Evaluation and Postprocessing

May 30, 2026 · View on GitHub

Use this guide when you need to interpret benchmark outputs from boxmot eval, Boxmot.val(...), tune, or research.

For cache reuse, benchmark ids, and replay image-loading behavior, see Benchmark Workflows.

Core metrics

  • HOTA for overall tracking quality
  • MOTA for CLEAR-style summary quality
  • IDF1 for identity consistency
  • AssA and AssRe for association quality
  • IDSW and IDs for identity-switch context

Where metrics appear

  • eval reports benchmark results directly
  • tune uses validation results to score parameter trials
  • research optimizes code changes against combined benchmark summaries

For raw runtime summaries from the Python API, evaluate(...) aggregates counts and timings but does not replace TrackEval ground-truth evaluation.

Detection sources

By default, benchmark modes run the detector configured in the benchmark YAML (--detection-source private, the implicit default). Use --detection-source to switch to public MOTChallenge detections:

ValueBehavior
(omitted) or privateRun the configured detector model
publicUse the default public detector from the benchmark YAML
frcnnUse Faster R-CNN public detections
sdpUse SDP public detections
dpmUse DPM public detections

Public detections are downloaded from the benchmark's public_detectors config and cached alongside the standard detection cache. ReID embeddings are generated for the public detections automatically.

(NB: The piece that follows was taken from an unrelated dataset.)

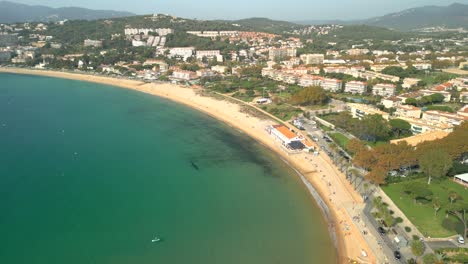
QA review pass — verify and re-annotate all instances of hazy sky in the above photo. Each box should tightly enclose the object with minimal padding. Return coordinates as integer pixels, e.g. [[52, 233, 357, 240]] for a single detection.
[[10, 0, 468, 21]]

# Generate and evaluate with public FRCNN detections
boxmot generate --benchmark mot17 --split ablation --detection-source frcnn
boxmot eval --benchmark mot17 --split ablation --tracker boosttrack --detection-source frcnn

Kalman filter noise tuning

Use --tune-kf to estimate per-sequence Kalman filter process and measurement noise (Q/R matrices) from cached detections and ground truth before tracking:

boxmot eval --benchmark mot17 --split ablation --tracker boosttrack --tune-kf

This fits noise parameters to the specific dataset and is most useful for KF-based trackers. It requires ground truth to be available for the selected split.

For tune, --tune-kf estimates noise once before the search loop and reuses it for all trials:

boxmot tune --benchmark mot17 --split ablation --tracker botsort --tune-kf --n-trials 20

For runtime adaptation without ground truth (e.g., deployment to new domains), use --adaptive-kf instead, which estimates noise online via the Mehra (1970) method.

Postprocessing modes

eval supports three postprocessing modes through --postprocessing. Multiple steps can be chained in order using comma separation:

  • none – no postprocessing (default)
  • gsi – Gaussian-smoothed interpolation: fills gaps via linear interpolation, then smooths trajectories with a Gaussian process
  • gbrc – gradient-boosting reconnection: uses a GradientBoostingRegressor to interpolate and smooth trajectories
  • gta – global tracklet association: offline pipeline that splits and reconnects tracklets across the full sequence using cached ReID embeddings
# Single step
boxmot eval --benchmark mot17 --split ablation --tracker boosttrack --postprocessing gsi

# Multiple steps applied in order
boxmot eval --benchmark mot17 --split ablation --tracker boosttrack --postprocessing gbrc,gta

!!! warning "Chained steps overwrite in place" When chaining multiple steps (e.g., gsi,gta), each step reads the MOT result files from the experiment directory, transforms them, and writes the results back. The second step operates on the first step's output, not the original tracker output.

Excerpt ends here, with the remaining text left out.